Saturday, August 15, 2015

Sakurajima Coughing

I may not have mentioned it recently, but there's a live volcano about 2 miles from my apartment. The mountain itself has a different name, but the island it's on is called Sakura-jima (cherry blossom island). It's had 4-5 really major eruptions in it's long history, with one in the 1700's, and the most recent in 1914. The last eruption spewed out so much lava that it filled a valley at least 8 feet deep, and created a land bridge on the east side connecting the island to the Kyushu peninsula. The main cone faces east, away from Kagoshima city, and I expect that if there is another big eruption, the blast will be away from us.

Yesterday, Sakurajima coughed. I felt a small amount of shaking in the apartment at about 2 PM, which apparently was about when the plume shot up from the volcano. At the time I thought it was just another small earthquake, which is pretty normal for this region. But then the radio started going crazy with announcements that the national weather agency was elevating the eruption warning level to 4. All ferry service between Kagoshima and Sakurajima was being suspended until further notice; air traffic from the airport in Kirishima was being diverted and the bullet train wouldn't be running from the main Chuo train station. Inhabitants on the island were also being urged to evacuate.

Sakurajima chuffed a bit back when I was making my time-lapse video in June, but has been mostly quiet since then. However, there have been several surprise eruptions at other volcanoes around Japan in the last year, including Ondake, which killed 57 hikers back on Sept. 27., 2014. Mount Shindake, which is in Kagoshima Prefecture, on an island about 1-2 hours south by ferry, erupted hard enough on May 27, 2015, that all of the islanders were evacuated and after 1 month still hadn't been allowed to return home. So, there's a kind of hyper-awareness of volcanoes right now, and the fact that the Satsuma-Sendai reactor, which is currently being restarted, is only 35 miles from Kagoshima City is making people even jumpier.

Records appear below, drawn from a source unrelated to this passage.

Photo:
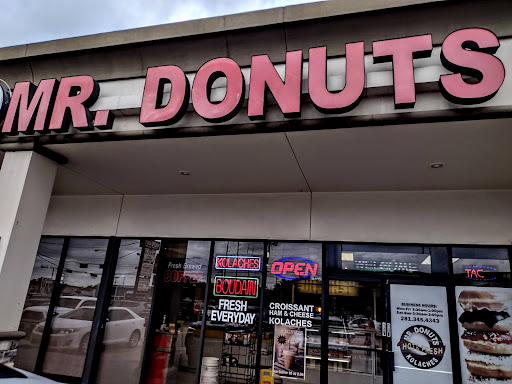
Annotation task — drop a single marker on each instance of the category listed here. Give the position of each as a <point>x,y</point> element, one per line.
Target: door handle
<point>391,361</point>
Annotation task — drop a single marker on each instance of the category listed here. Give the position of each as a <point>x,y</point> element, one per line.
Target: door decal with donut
<point>485,334</point>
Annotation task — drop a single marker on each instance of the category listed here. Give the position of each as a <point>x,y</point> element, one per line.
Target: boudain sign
<point>53,105</point>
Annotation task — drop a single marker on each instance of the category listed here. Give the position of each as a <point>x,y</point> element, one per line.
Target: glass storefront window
<point>381,258</point>
<point>79,285</point>
<point>125,330</point>
<point>230,345</point>
<point>182,274</point>
<point>292,312</point>
<point>356,312</point>
<point>38,299</point>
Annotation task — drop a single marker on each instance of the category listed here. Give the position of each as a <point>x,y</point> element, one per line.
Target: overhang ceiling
<point>476,155</point>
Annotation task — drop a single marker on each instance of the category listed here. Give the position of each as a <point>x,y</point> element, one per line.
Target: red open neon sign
<point>292,268</point>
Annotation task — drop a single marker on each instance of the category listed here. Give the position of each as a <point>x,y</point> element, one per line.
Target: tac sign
<point>480,272</point>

I haven't seen any news on Yahoo this time (the June eruption got mentioned because someone got good photos of it for the media), although a quick google search turns up articles on ABC news and the Manila Times about the elevated warning level. The local radio station kept interrupting the normal program broadcasts every 30 minutes to repeat the same announcements, yesterday. I haven't turned it on this morning so I don't know if anything's changed with that. There are 5-6 webcams that are aimed at the island on the internet, and every single one of them was jammed up yesterday when I tried to look at them (I can't see the volcano from my apartment because there's other buildings in the way). Most of the webcams were showing 90+ users connected, although one had 563. None of them were letting me see the feed, so I couldn't look at the volcano right away. I did go out shopping at 4 PM, 2 hours after the eruption, but the sky was so heavily overcast that the entire top of the volcano was covered in clouds (clouds, not ash), and I still couldn't see the extent of the plume.

This morning, all three English Japanese newspapers had articles on the warning upgrade, but no photos. The Asahi Shimbun ran an archive photo from the June event, when the sky was clear, but apparently there was just no way to see the volcano through the clouds yesterday to get any kind of picture this time.

Neither Ondake nor Shindake have erupted again after their big events, and I doubt Sakurajima is going to be a threat here, either. But, it's gotten people jumpy, and there's no word on when ferry service to the island is going to be restored. I also doubt this is going to affect the Satsuma-Sendai reactor restart.